The question hits me harder than I expected. "I just... I don't want to be judged."
"Everyone gets judged, Skye. For their careers, their clothes, who they love, who they don't love. You can't control that." She squeezes my hands. "But youcancontrol whether you let the fear of judgment stop you from being happy."
I think about Buck's tattooed arms around me, Ford's deep understanding of all my wants and needs, Griff's dirty whispers in my ear. The way I felt like I could be myself with them. "I've been so afraid of what people might think that I walked away from something real. Something that made me happy."

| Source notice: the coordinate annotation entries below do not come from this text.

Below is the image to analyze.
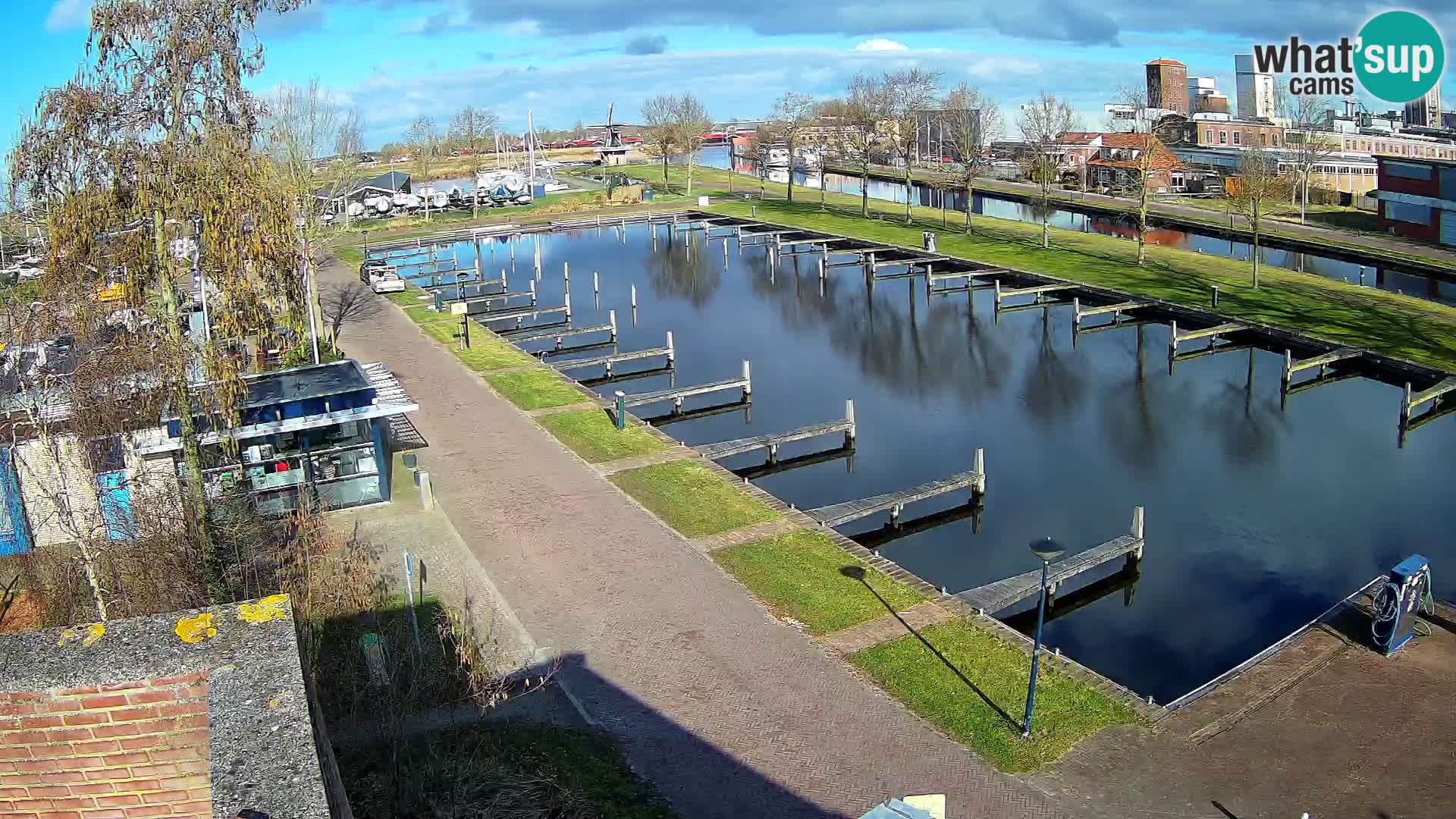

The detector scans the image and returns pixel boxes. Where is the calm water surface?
[396,224,1456,702]
[698,146,1456,305]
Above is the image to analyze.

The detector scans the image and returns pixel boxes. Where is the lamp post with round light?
[1021,538,1067,739]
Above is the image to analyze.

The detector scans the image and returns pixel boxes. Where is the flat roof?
[243,359,373,406]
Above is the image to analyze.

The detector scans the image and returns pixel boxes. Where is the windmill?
[588,102,630,165]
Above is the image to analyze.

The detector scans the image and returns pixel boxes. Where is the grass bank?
[610,459,779,538]
[540,410,667,463]
[337,720,677,819]
[849,621,1138,773]
[714,529,924,634]
[629,168,1456,370]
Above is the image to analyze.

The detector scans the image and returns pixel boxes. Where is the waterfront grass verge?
[714,529,924,634]
[610,459,779,538]
[629,168,1456,370]
[337,711,677,819]
[849,621,1138,773]
[485,367,587,411]
[537,410,667,463]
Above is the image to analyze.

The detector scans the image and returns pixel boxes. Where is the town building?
[1401,83,1442,128]
[0,359,419,554]
[1188,77,1228,114]
[0,595,351,819]
[1372,156,1456,246]
[1144,60,1188,117]
[1233,54,1276,120]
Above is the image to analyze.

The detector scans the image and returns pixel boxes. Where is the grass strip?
[537,410,667,463]
[337,720,677,819]
[714,529,924,634]
[485,367,590,411]
[610,460,779,538]
[628,168,1456,370]
[849,621,1138,773]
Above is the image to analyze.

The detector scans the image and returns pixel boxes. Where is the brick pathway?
[323,264,1053,819]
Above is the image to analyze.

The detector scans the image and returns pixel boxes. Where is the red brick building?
[1370,156,1456,246]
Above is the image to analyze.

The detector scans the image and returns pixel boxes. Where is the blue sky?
[0,0,1456,146]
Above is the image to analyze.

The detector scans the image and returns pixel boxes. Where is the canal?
[401,224,1456,702]
[698,146,1456,305]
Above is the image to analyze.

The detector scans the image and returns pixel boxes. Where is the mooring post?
[1127,506,1143,563]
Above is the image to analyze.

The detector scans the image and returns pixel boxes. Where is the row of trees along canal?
[0,0,375,623]
[642,68,1337,287]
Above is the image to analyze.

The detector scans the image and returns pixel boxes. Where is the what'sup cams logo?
[1254,11,1446,102]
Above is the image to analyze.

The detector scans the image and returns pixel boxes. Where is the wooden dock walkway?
[616,362,753,410]
[693,400,855,462]
[956,506,1143,615]
[551,331,677,376]
[500,310,617,342]
[804,449,986,528]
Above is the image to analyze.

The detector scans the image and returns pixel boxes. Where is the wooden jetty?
[956,506,1143,615]
[994,278,1081,310]
[1072,296,1152,328]
[804,449,986,528]
[552,331,677,376]
[469,303,571,324]
[693,398,855,463]
[616,362,753,410]
[500,310,617,342]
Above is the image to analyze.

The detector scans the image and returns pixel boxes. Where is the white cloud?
[855,36,910,51]
[46,0,90,32]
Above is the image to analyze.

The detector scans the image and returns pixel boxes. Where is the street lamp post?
[1021,538,1067,739]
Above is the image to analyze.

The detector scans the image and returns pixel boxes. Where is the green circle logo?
[1356,11,1446,102]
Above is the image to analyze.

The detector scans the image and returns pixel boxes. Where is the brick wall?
[0,673,212,819]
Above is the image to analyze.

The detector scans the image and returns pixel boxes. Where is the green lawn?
[629,168,1456,370]
[538,410,667,463]
[849,621,1138,773]
[714,529,924,634]
[610,460,779,538]
[337,711,677,819]
[485,367,590,411]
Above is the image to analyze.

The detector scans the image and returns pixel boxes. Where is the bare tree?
[1223,146,1288,287]
[322,281,380,347]
[642,95,682,185]
[940,83,1002,233]
[834,74,890,218]
[881,68,940,224]
[405,114,440,221]
[1100,87,1178,265]
[450,105,497,217]
[769,90,818,202]
[1018,92,1076,248]
[1276,93,1339,224]
[673,92,714,196]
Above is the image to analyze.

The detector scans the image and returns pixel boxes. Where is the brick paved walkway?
[323,264,1053,819]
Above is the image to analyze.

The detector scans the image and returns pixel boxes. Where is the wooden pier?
[804,449,986,528]
[1072,297,1152,328]
[693,400,855,463]
[500,310,617,342]
[617,362,753,410]
[956,506,1143,615]
[467,305,571,324]
[552,331,677,376]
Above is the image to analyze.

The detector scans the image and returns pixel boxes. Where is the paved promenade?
[322,264,1056,819]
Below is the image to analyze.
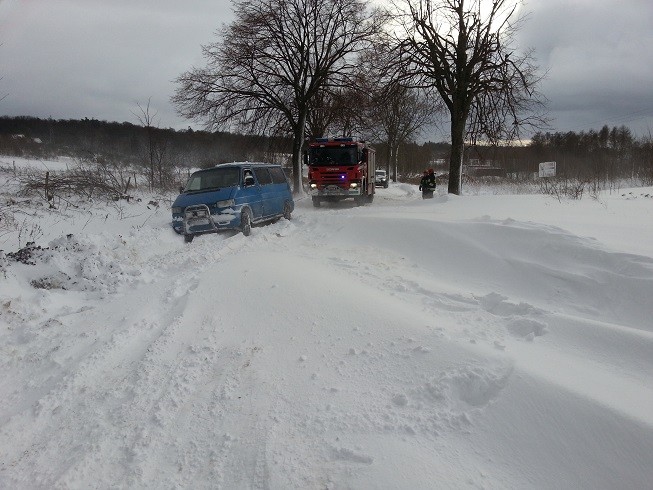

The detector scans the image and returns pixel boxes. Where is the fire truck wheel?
[240,209,252,236]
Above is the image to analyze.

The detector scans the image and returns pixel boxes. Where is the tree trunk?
[448,114,465,195]
[292,114,306,197]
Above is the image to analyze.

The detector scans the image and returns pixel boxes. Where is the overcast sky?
[0,0,653,140]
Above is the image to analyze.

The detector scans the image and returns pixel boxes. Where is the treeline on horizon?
[0,116,653,188]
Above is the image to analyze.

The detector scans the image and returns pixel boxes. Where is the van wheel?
[240,209,252,236]
[283,202,292,220]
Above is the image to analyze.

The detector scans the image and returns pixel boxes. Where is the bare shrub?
[539,178,590,201]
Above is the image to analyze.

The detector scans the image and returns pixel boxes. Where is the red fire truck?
[304,138,376,207]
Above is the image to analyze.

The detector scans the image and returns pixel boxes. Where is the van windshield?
[186,167,240,192]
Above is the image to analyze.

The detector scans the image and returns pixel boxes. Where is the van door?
[270,167,292,214]
[254,167,279,217]
[236,168,263,221]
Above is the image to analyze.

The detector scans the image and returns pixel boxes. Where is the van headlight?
[215,199,235,208]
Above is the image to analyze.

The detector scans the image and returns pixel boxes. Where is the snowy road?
[0,185,653,489]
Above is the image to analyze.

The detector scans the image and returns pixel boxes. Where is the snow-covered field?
[0,157,653,489]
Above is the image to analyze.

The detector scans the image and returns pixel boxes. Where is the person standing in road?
[419,168,436,199]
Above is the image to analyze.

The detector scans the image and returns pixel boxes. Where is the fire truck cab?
[304,137,376,207]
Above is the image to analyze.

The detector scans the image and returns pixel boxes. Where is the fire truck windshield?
[309,147,358,165]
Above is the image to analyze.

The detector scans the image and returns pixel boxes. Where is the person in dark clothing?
[419,168,436,199]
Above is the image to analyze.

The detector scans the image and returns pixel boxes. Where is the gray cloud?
[519,0,653,135]
[0,0,653,135]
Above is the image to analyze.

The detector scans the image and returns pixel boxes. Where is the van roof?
[213,162,281,168]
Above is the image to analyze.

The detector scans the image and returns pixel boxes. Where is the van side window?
[254,168,272,185]
[270,167,288,184]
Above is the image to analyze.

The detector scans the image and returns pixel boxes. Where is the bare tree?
[400,0,544,194]
[132,98,170,189]
[359,44,441,181]
[173,0,381,194]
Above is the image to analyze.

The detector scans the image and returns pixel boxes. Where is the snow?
[0,157,653,489]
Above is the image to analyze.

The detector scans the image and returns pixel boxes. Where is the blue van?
[172,163,295,242]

"Exactly." Charlotte nods. "Look, I won't pretend to understand exactly what you have with these three guys. It's not conventional, and yeah, some people will side-eye it. But from everything you've told me, these guys respect you. They care about you. They give you space to be yourself." She raises an eyebrow. "Do you know how rare that is?"
"I do." My voice cracks. "That's why it's so terrifying."
"Of course it's terrifying. Real connections always are." She gives me a small smile. "But here's what I think: You're more afraid of happiness than you are of judgment. Because happiness means vulnerability, and vulnerability means you might get hurt again."
"Since when did you get so wise?"
"I've always been wise. You just haven't been listening." She grins and takes another sip of coffee.
I laugh but then my smile fades as I consider the enormity of what I'm contemplating. "What if I go back and they're furious? What if they tell me to fuck off?"